The pope read a 10-minute speech in English at the Presidential office in Seoul, noting Korea’s lack of peace, challenges facing solidarity and reconciliation, and the need to educate the young. Although he did not directly mention North Korea, the references were clear, with his speech following an address by South Korean President Park Geun-hye, who dedicated most of her message slamming the North.
“Catholics in North Korea had been stripped of their assets, religious leaders kidnapped and murdered,” she said at the welcome ceremonial speech. The South Korean government is “trying best to follow the road of peace, instead of war and nuclear weapons,” she stressed.
“We trust the pope’s wish is also a denuclearized Korean peninsula,” she said.
Before the pope’s arrival, North Korea test-fired three short-range projectiles from Wonsan, the North’s eastern coast. Two more were fired after he landed. The projectiles flew about 135 miles, according to the Ministry of Defense. North Korea this year has conducted an unusually high number of artillery tests expressing anger over joint military exercises between the United States and South Korean forces.
Excitement and anticipation is high in the streets of Seoul with images of the pope decorating roadside banners and subway stations, mega-size welcome posters hanging from buildings and Korean television stations broadcasting his every public moment.
Pope Francis, 77, has been studying his English to communicate better with the English-speaking Asians without a translator, according to a news release by the preparatory Committee of the Papal Visit to Korea. He sent a video message in English to the Philippines last year, but never a public speech.
“English is the only universal language that he could communicate with people in Asia,” said Lionel Jensen, Associate Professor of East Asian Languages and Cultures at University of Notre Dame.
”It’s a symbolic gesture, making an overture to connect with the Asian youth, but it does put an enormous amount of pressure on him that his English is understandable.”
Unlike his predecessors Pope John Paul II and Benedict XVI, who fluently spoke eight and seven languages, respectively, Pope Francis normally speaks Italian at public appearances, at times – but rarely – his mother tongue, Spanish.
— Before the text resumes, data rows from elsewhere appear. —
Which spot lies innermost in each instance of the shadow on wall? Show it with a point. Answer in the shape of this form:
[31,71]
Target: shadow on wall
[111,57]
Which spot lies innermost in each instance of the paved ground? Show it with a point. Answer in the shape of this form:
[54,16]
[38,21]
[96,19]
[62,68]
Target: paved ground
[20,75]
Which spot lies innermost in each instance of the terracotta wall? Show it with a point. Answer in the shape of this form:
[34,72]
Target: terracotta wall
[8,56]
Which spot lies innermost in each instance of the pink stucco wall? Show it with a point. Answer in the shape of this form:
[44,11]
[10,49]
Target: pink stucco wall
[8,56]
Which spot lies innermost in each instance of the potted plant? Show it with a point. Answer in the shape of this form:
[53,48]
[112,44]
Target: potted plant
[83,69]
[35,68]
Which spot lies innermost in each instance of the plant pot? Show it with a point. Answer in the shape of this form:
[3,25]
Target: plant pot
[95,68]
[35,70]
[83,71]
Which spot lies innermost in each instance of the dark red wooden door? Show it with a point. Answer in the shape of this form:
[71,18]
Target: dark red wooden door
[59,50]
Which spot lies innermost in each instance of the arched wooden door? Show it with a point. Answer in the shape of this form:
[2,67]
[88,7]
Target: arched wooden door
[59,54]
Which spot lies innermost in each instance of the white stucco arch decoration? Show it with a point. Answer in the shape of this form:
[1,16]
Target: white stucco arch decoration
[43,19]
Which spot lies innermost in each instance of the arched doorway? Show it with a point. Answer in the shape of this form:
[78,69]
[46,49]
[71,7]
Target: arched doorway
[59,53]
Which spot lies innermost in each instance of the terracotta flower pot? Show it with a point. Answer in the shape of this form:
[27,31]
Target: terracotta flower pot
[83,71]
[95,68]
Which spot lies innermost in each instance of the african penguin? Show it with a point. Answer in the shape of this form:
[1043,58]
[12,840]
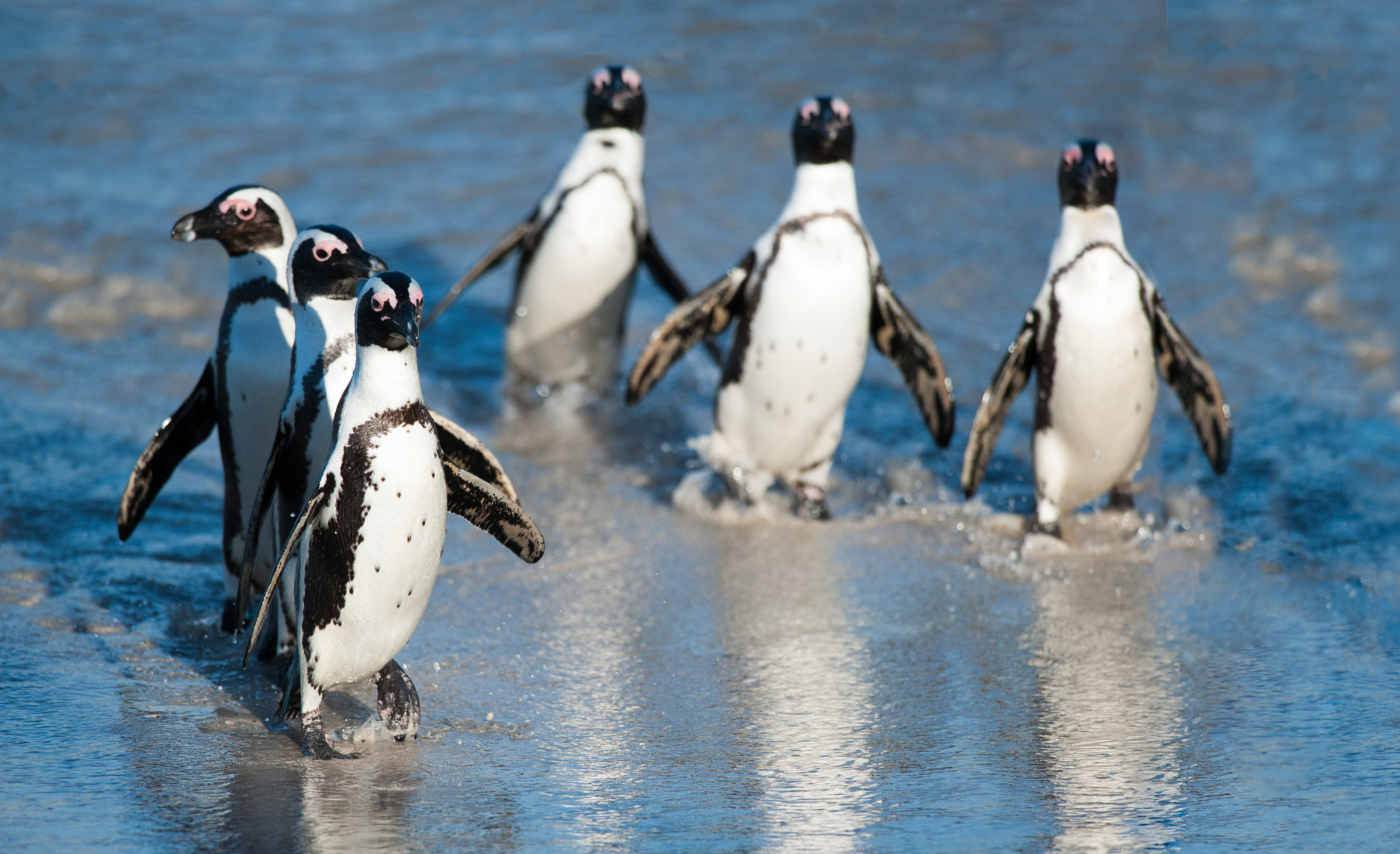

In his biography, El Jesuita, written by Sergio Rubin, he had admitted difficulties in learning phonetics of English words because he is “tone deaf.”
For South Koreans, it was the pope’s choice of a modest, locally made Kia Soul car that fascinated the public rather than his new attempt at an English speech. The papal ride from the airport to the city was broadcast live, showing images of the entourage in the dark gray car escorted front and back by dozens of luxury SUVs and police motorbikes.
“It was just funny, how he climbed into a tiny car like a cat going for a small cozy space,” said Kim Ji-hwan, a journalism student in Seoul. “It’s humbling and at the same time respectful. The Korean Protestant priests at mega-churches ride Mercedes-Benz.”
The five-day papal visit is tightly-scheduled, with the pontiff expected to travel more than 620 miles. He plans to meet with children; relatives of the 300 victims, mostly school children, from the sunken Sewol ferry in April; the disabled; immigrants; as well as officials.